PhD thesis defense to be held on May 6, 2025 at 13:00 (via internet)


Thesis title:"Alleviating Data Scarcity In Industrial Machine Learning Applications"

Abstract: Deep learning has fundamentally transformed the field of artificial intelligence, enabling significant advancements in areas such as natural language processing, computer vision, and autonomous decision-making. However, the ever-increasing complexity of modern models entails substantial computational demands, rendering the use of powerful cloud infrastructures essential. This dependence on centralized computing introduces limitations in terms of latency, privacy, and availability, posing a challenge for the deployment of AI applications on mobile and embedded systems.
This dissertation investigates the intersection of deep learning and efficiency in resource-constrained environments, with the aim of establishing a holistic framework for the efficient development and execution of AI systems at the network edge. The research focuses on three key studies: (a) the development of CARIn, an adaptive inference framework designed to execute multiple neural networks on heterogeneous mobile devices using multi-objective optimization techniques; (b) the thorough evaluation and adaptation of Transformer models for mobile environments through low-cost architectural and hardware-aware optimizations; and (c) the design of A-THENA, an efficient intrusion detection system for IoT networks, based on Transformers with time-aware positional encodings.
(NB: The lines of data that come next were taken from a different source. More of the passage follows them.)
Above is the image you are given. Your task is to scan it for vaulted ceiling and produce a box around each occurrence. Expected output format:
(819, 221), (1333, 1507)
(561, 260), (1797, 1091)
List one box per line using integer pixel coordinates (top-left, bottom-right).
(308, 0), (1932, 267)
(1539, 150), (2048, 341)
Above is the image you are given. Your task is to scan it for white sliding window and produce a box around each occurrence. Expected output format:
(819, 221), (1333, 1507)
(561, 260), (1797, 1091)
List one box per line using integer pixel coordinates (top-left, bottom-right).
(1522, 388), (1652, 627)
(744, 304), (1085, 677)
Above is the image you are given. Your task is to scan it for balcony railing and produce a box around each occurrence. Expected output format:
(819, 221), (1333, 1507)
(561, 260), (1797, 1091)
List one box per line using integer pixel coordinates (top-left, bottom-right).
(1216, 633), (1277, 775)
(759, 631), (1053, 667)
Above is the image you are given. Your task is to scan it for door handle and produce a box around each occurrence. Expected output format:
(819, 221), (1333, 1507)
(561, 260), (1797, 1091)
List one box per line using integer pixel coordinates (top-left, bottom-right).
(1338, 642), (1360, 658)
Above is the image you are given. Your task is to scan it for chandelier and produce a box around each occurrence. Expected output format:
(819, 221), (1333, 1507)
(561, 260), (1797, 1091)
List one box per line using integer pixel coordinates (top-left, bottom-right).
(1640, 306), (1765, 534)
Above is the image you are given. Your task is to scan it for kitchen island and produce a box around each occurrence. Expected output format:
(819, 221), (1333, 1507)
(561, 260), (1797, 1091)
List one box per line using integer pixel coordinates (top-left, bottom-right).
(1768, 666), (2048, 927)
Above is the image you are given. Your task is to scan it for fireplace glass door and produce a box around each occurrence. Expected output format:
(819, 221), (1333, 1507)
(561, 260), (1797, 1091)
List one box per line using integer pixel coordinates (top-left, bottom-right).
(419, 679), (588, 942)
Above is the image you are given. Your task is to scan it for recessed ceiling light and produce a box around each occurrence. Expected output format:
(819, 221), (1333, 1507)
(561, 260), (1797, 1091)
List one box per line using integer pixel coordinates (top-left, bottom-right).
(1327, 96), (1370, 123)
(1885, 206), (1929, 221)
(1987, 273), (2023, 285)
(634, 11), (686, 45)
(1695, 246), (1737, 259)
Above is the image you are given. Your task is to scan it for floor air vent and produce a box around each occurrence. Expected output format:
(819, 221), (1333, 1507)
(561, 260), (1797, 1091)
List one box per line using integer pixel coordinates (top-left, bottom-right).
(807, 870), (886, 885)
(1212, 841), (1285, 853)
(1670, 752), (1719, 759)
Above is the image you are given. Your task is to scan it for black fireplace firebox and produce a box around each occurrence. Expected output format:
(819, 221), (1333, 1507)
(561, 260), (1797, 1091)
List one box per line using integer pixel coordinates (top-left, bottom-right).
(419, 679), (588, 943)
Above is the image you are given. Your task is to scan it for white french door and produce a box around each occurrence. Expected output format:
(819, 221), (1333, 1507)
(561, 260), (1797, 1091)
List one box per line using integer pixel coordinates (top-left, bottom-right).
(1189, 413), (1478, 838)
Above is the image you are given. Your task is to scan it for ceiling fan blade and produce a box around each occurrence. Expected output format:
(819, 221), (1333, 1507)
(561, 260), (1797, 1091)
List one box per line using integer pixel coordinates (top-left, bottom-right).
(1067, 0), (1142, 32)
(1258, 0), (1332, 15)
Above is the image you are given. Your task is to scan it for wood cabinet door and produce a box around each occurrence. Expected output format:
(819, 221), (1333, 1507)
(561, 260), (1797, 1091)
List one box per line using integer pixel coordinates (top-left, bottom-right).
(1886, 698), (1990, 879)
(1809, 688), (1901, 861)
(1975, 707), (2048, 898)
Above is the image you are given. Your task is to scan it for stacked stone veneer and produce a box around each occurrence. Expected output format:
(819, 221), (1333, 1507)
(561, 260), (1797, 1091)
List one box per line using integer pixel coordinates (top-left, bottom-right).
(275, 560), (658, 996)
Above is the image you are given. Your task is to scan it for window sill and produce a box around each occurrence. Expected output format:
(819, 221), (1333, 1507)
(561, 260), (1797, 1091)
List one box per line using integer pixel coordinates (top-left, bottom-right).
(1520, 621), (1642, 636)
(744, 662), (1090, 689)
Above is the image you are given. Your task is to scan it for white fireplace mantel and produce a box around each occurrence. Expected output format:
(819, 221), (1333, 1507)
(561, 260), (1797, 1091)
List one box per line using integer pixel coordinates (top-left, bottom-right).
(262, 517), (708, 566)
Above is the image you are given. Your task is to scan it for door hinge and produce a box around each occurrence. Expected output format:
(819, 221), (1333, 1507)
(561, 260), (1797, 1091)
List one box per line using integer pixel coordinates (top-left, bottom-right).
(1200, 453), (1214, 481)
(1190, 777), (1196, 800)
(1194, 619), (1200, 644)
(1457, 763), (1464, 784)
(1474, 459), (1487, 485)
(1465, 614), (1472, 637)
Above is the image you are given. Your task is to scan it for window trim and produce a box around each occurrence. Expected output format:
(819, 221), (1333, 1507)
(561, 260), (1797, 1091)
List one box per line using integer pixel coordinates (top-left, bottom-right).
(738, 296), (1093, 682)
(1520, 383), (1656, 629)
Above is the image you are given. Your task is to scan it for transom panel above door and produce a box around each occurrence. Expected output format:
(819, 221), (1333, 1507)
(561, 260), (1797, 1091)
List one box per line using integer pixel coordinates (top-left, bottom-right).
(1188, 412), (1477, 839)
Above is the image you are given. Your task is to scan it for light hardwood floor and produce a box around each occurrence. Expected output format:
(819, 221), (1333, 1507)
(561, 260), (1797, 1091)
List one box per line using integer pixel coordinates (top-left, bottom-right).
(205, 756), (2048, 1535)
Through these contributions, this dissertation formulates a comprehensive approach to efficient deep learning in mobile and embedded computing environments. By exploring the interplay between model optimization, hardware adaptation, and real-world application requirements, this work bridges the gap between cutting-edge AI research and its practical deployment. The findings emphasize that efficiency is not merely an optimization objective but a foundational enabler for the future of AI, ensuring that deep learning technologies can operate seamlessly, sustainably, and intelligently across a wide range of computing platforms.